By Santhosh V. Perumal/Business Reporter

With Qatar launching Middle East and North Africa's (Mena) first Renminbi (RMB) centre, transaction costs for trade and investments are set to decline and provide another window for domestic banks to expand their product portfolio and enhance revenues.
For Qatar and other economies in the region, the QRC or Qatar Renminbi Centre will lessen the dependence on the US dollar, while for China; it will provide access to China's onshore RMB and foreign exchange markets to local financial institutions fostering cross-border use of the Renminbi, which is the ninth largest most traded currency in the world.
The QRC was launched by HE Prime Minister Sheikh Abdullah bin Nasser bin Khalifa al-Thani in the presence of Qatar Central Bank (QCB) governor Sheikh Abdullah bin Saoud al-Thani, Chinese Ambassador Gao Youzhen and Industrial and Commercial Bank of China (ICBC) chairman Jiang Jianqing.
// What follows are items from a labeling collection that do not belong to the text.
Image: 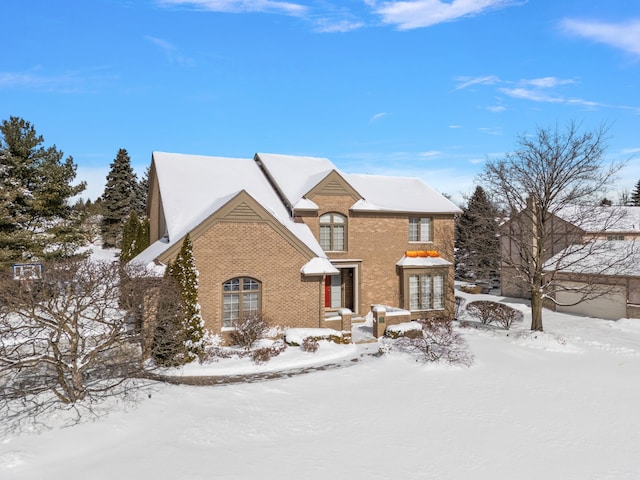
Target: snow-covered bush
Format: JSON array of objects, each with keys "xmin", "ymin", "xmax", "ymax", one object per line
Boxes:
[
  {"xmin": 284, "ymin": 328, "xmax": 351, "ymax": 347},
  {"xmin": 251, "ymin": 340, "xmax": 287, "ymax": 364},
  {"xmin": 392, "ymin": 319, "xmax": 473, "ymax": 366},
  {"xmin": 230, "ymin": 313, "xmax": 269, "ymax": 350},
  {"xmin": 467, "ymin": 300, "xmax": 524, "ymax": 330},
  {"xmin": 496, "ymin": 303, "xmax": 524, "ymax": 330},
  {"xmin": 300, "ymin": 337, "xmax": 319, "ymax": 353},
  {"xmin": 0, "ymin": 259, "xmax": 151, "ymax": 427},
  {"xmin": 384, "ymin": 322, "xmax": 422, "ymax": 339},
  {"xmin": 467, "ymin": 300, "xmax": 500, "ymax": 325}
]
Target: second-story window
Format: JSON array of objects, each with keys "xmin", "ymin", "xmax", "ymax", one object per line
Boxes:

ICBC is the clearing bank for the Chinese currency deals in Qatar.
“The launch of the region’s first RMB clearing centre in Doha creates the necessary platform to realise the full potential of Qatar’s and the region’s trade relationship with China,” QCB governor said.
QRC will facilitate greater cross-border RMB investment and financing by businesses, and promote greater trade and economic links between China and the region, paving the way for better financial co-operation and enhancing the preeminence of Qatar as the financial hub in Mena, he said.
Highlighting that Qatar has “illustrious” relationships with China; he said it witnessed a rising growth since Doha started exporting liquefied natural gas to China, resulting in the high increase of the Qatari exports to China.; while the imports of Qatar from China reached around QR12bn in 2014, thus China becoming the second largest exporter to Qatar and its fourth largest trade partner globally.
The QRC will facilitate the trade business between China and the region, and encourage RMB investments, along with providing liquidity and support required for monetary stability, the governor said.
An agreement was signed last year between the QCB and the People’s Bank of China, during the visit of HH the Emir Sheikh Tamim bin Khalifa al-Thani to China; stipulating the establishment of a bilateral line for currency exchange for the amount of RMB35bn for three years.
China had also announced that Qatar will be granted RMB30bn, enabling any firm, which is licensed to manage the investment funds in Qatar, to invest in the Chinese firms listed in the Chinese stock markets.
Stressing on the benefits for trade and investment sector, official sources said by doing away with the need for conversion of the local currency into dollar and then into Chinese currency, transactions costs would come down by at least 6% to 7%.
RMB is now being increasingly sought after as an international denomination and more so in the last two to three years and considering the level of engagement the Asian country has with the region, it is a win-win situation for both, they said.
“Looking to the future, it will improve the ease of transactions between companies in the region and China by allowing them to settle their trade directly in RMB, drawing increased trade through Qatar and boosting bilateral and economic collaborations between Qatar and China,” according to Jianqing.
The official said it is for the domestic banks to expand their universe by developing various products structured around RMB; otherwise the global lenders, which are already established in the country, will enhance their market share.
With the launch of QRC, banks are now able to expand their investment portfolios of financial services and products through the facilitation and issuance of financial instruments as the trading of debt market, interest rate and commodity derivative products denominated in the RMB.
A memorandum of understanding was also signed between the National Treasury of Kenya and the Ministry of Finance of Qatar in support of the Nairobi International Financial Centre.